John Kotter, souvent mentionné sur ce blog, a mis en lumière l’importance des émotions comme déclic du changement: ses études montrent que le cycle percevoir-ressentir-changer est bien plus efficace que le mode analyser-penser-changer. Ceci y compris dans des contextes à priori plutôt rationnels comme par exemple la qualité produit.
La question qui se pose aux promoteurs du changement est donc: quelles émotions devons-nous chercher à susciter? La terreur, la joie, le rire, l’angoisse, l’excitation,…? Cela dépendra sans doute en grande partie du sujet. J’ai noté avec intérêt que sur la thématique de l’environnement et du changement climatique, le discours catastrophiste a évolué vers des méthodes de sensibilisation plus positives. Je me souviens très bien de l’intervention de cette participante à la présentation du PCET de Saint-Etienne: “pour changer, les gens ont besoin de s’amuser”. C’est aussi le message porté par VW avec sa campagne “The Fun Theory“.

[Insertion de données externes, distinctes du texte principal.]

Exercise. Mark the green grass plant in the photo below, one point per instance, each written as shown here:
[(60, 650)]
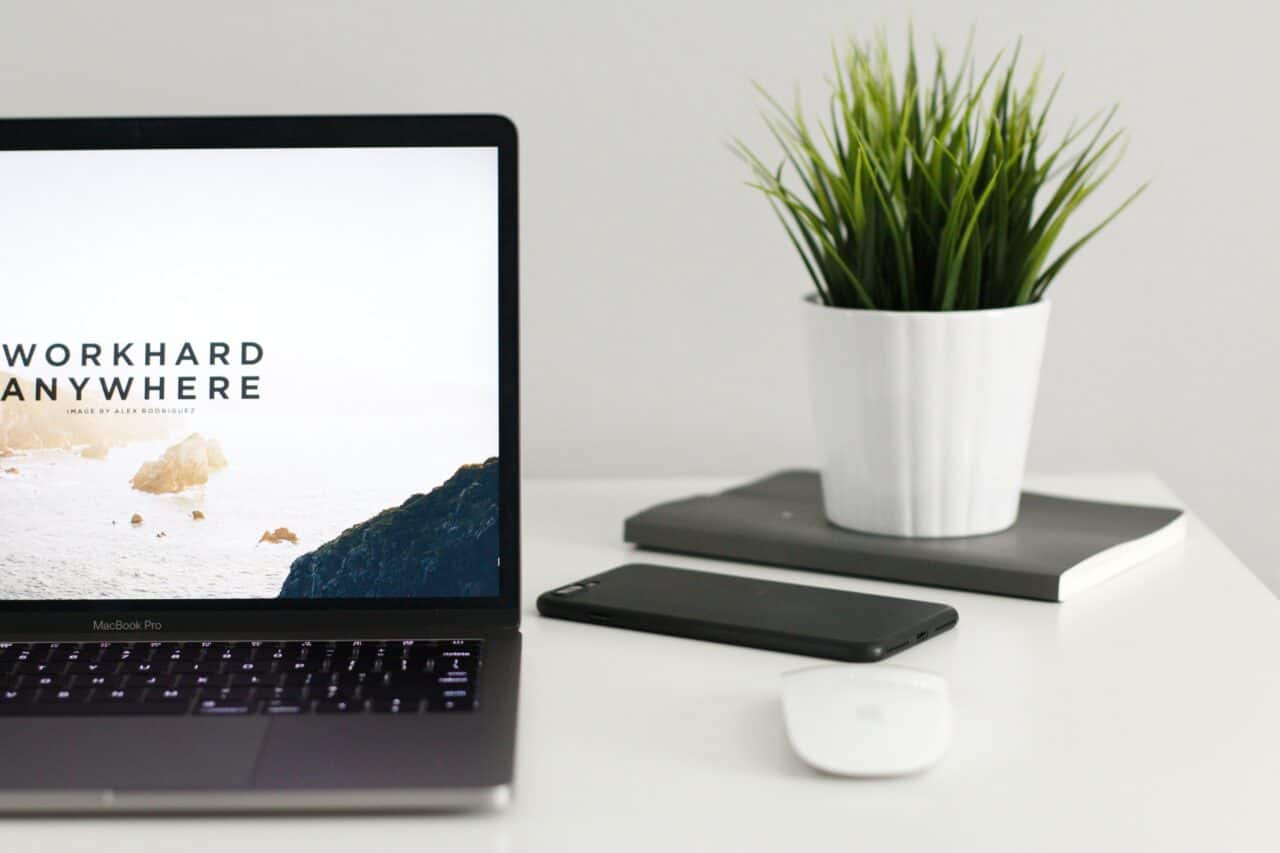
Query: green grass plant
[(933, 192)]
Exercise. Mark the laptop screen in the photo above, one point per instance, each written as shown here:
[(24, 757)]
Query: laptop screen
[(248, 374)]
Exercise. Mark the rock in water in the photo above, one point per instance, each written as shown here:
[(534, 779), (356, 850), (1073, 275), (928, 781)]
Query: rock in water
[(443, 543), (279, 534), (183, 465)]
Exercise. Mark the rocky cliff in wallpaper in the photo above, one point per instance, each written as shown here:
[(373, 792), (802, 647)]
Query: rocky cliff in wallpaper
[(438, 544)]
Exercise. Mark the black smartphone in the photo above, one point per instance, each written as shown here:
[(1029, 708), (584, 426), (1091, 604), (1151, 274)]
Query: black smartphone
[(744, 611)]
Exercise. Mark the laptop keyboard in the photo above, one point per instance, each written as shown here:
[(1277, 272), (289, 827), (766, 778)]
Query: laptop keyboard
[(229, 679)]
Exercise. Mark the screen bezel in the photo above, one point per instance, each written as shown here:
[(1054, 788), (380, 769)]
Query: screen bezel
[(333, 616)]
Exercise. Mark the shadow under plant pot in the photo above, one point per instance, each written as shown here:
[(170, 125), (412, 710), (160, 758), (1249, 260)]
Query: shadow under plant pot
[(923, 418)]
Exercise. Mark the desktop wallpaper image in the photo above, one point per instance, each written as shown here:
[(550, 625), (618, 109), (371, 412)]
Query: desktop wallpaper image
[(236, 374)]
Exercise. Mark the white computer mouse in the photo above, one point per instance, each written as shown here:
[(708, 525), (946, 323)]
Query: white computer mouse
[(867, 719)]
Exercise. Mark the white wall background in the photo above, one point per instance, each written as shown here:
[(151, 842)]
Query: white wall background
[(659, 296)]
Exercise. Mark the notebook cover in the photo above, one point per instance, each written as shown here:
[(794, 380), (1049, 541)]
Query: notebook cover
[(780, 520)]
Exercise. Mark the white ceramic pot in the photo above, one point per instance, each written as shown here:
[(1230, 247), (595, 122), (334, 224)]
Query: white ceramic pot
[(923, 416)]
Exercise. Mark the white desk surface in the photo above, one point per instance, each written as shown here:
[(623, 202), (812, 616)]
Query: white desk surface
[(1143, 715)]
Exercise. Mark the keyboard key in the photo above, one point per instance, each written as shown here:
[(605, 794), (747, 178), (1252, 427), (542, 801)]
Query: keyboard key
[(224, 707), (283, 707), (339, 706), (394, 706)]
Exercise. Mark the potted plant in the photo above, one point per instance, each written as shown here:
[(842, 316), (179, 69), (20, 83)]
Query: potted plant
[(926, 209)]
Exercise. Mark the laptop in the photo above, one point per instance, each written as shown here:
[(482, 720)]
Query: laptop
[(259, 464)]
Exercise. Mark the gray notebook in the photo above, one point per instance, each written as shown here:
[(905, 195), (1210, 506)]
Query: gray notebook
[(1057, 547)]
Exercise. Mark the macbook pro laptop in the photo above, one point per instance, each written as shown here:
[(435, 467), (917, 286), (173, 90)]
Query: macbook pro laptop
[(259, 477)]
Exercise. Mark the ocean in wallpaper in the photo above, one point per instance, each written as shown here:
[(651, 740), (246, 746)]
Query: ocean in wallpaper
[(67, 520)]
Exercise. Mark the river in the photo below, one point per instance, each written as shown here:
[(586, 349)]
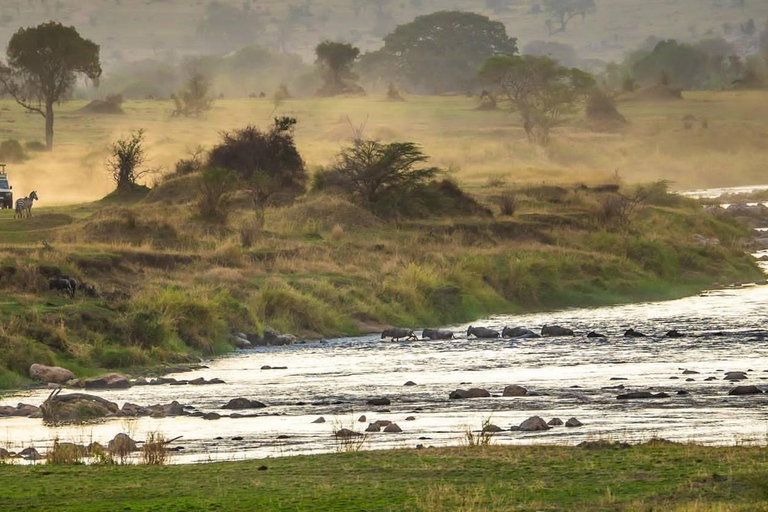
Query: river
[(566, 376)]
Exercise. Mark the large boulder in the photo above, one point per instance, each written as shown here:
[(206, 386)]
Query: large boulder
[(76, 408), (533, 424), (122, 444), (51, 374), (745, 390), (111, 381), (243, 403), (240, 341), (641, 395), (469, 393), (515, 390)]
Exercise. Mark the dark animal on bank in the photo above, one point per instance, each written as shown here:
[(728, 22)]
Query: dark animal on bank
[(482, 332), (518, 332), (437, 334), (64, 285), (88, 289), (24, 206), (556, 330), (398, 334)]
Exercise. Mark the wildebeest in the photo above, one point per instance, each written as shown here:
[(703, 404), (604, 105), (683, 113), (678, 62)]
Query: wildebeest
[(64, 285), (556, 330), (518, 332), (437, 334), (482, 332), (398, 334)]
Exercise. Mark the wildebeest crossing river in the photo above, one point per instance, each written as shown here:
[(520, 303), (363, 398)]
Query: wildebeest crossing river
[(567, 377)]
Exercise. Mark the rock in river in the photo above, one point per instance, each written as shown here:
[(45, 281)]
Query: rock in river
[(111, 381), (52, 374), (640, 395), (745, 390), (469, 393), (533, 424), (515, 390), (76, 407), (243, 403)]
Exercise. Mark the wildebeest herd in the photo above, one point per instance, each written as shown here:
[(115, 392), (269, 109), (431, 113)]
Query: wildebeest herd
[(508, 332)]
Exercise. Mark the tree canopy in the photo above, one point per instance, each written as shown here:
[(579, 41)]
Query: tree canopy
[(540, 90), (43, 65), (335, 61), (562, 11), (438, 52)]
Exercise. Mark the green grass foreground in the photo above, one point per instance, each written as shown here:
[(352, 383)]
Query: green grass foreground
[(657, 476)]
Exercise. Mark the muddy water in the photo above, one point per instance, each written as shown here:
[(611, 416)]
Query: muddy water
[(724, 332)]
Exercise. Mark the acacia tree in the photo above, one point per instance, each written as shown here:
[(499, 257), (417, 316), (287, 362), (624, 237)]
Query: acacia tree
[(128, 157), (540, 90), (43, 65), (438, 52), (563, 11), (335, 60)]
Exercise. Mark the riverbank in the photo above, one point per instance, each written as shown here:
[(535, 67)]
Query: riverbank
[(656, 475), (167, 288)]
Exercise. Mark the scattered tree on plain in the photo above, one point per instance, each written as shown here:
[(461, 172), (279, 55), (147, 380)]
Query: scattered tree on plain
[(195, 98), (43, 65), (563, 11), (381, 177), (125, 164), (335, 61), (438, 52), (540, 90)]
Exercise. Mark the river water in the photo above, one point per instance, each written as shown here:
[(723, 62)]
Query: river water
[(566, 376)]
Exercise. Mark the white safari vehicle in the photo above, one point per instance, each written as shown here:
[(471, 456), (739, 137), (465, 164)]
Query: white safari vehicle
[(6, 190)]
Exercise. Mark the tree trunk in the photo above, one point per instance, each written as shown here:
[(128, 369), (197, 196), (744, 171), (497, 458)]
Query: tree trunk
[(49, 125)]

À cet égard, la présence nouvelle d’images “choc” sur les paquets de cigarette est intéressante; c’est vrai: les images ont sans aucun doute une capacité supérieure à générer des émotions par rapport à de simples mots. Progressivement, Les autorités ont donc pris conscience des limites du simple message informatif (“le tabac nuit à la santé”) et sont passées à un mode de communication dont le but est de sensibiliser. Un premier pas avait été franchi avec les messages du type “fumer tue” qui avaient déjà fait parler. Les images désormais utilisées auront-elles un effet? Certainement, mais difficile à évaluer.
Une enquête parue dans le Parisien d’aujourd’hui (9 mai) apporte un éclairage intéressant: elle révèle que les fumeurs essayent, mais n’arrivent pas à arrêter: sur 10 fumeurs qui essayent, seul 1 aura réussi. Cela démontre que la voie vers une société sans tabac n’est peut-être pas tant la sensibilisation des fumeurs à ses dangers que leur accompagnement dans ce qu’il faut bien appeler une désintoxication. Je fais souvent référence à ce modèle de McKinsey sur les 4 facteurs agissant sur les comportements: sensibilisation (le moteur), compétences, exemplarité et mécanismes. Il s’applique très bien au problème du tabac et soulève les questions suivantes:
- faut-il des compétences (au sens large) pour arrêter de fumer? L’enquête du parisien montre que oui
- les “roles-models”, les leaders d’image et d’opinion de la société sont-ils exemplaires? Non car il y a encore beaucoup de fumeurs parmi ces gens même s’il est bien évidemment beaucoup plus difficile d’agir sur cette variable.
- Mécanismes: à part l’augmentation du prix du tabac, quels mécanismes incitatifs pourraient-on mettre en place?